L'aula del consiglio regionale (foto F.Troccoli)

di C.F.
Twitter @chilodice

Il via libera del consiglio regionale alla risoluzione per il futuro di Isrim e la salvaguardia della trentina di lavoratori in organico è arrivato. All’unanimità l’assemblea di Palazzo Cesaroni ha impegnato la Regione a sostenere Asm nella nuova società di ricerca e servizi, che dovrà assorbire le maestranze, mentre per le eventuali eccedenze di personale c’è la disponibilità a collocarle nelle società partecipate della Regione.

CRISI ISRIM: LA VICENDA

Accordo con Regione per salvaguardia posti di lavoro L’accordo era già stato anticipato a margine dell’incontro della scorsa settimana, dopo che ai lavoratori dell’Isrim era stata comunicata l’attivazione della procedura di mobilità. Inutile dire che l’impegno dell’istituzione a garanzia dei posti lavori soddisfa compattamente le sigle sindacali che definiscono la risoluzione approvata dal consiglio regionale «un importante passo in avanti verso la salvezza delle professionalità dell’istituto».

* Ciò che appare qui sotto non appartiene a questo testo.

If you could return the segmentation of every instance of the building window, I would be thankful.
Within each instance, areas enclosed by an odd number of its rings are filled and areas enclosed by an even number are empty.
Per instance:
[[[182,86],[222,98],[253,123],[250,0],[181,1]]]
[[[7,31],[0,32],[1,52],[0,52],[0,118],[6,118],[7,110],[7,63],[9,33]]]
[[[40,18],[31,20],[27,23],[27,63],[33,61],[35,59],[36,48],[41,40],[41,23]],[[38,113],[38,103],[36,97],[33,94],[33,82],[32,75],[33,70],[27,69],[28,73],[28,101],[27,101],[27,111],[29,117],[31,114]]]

Chiudere il cerchio entro fine aprile Ma la partita non è chiusa. Intanto venerdì i rappresentanti dei lavoratori incontreranno i commissari liquidatori per proseguire la trattativa sulla procedura di mobilità. In questa fase le maestranze Isrim risultano in cassa integrazione in deroga, ammortizzatore sociale che li coprirebbe fino alla fine di aprile. Nei prossimi tre mesi, questo il percorso che vogliono compiere i sindacati, occorrerà traghettare i lavoratori dall’istituto alla nuova società di ricerca e servizi, dando certezza alle famiglie e possibilmente evitando la mobilità.

Vietati passi falsi Margini per centrare il passaggio senza ulteriori e bruschi scossoni sembrerebbero essercene, ma come commenta qualche addetto ai lavori, è indispensabile non perdere tempo e pressare le parti affinché entro aprile ci siano le condizioni per mettere in sicurezza l’occupazione e rilanciare ricerca e servizi. La guardia, insomma, resta alta. Il 3 febbraio, poi, è attesa al tribunale di Terni l’udienza fallimentare, anticipata di quattro mesi dopo l’istanza presentata da un ex lavoratore.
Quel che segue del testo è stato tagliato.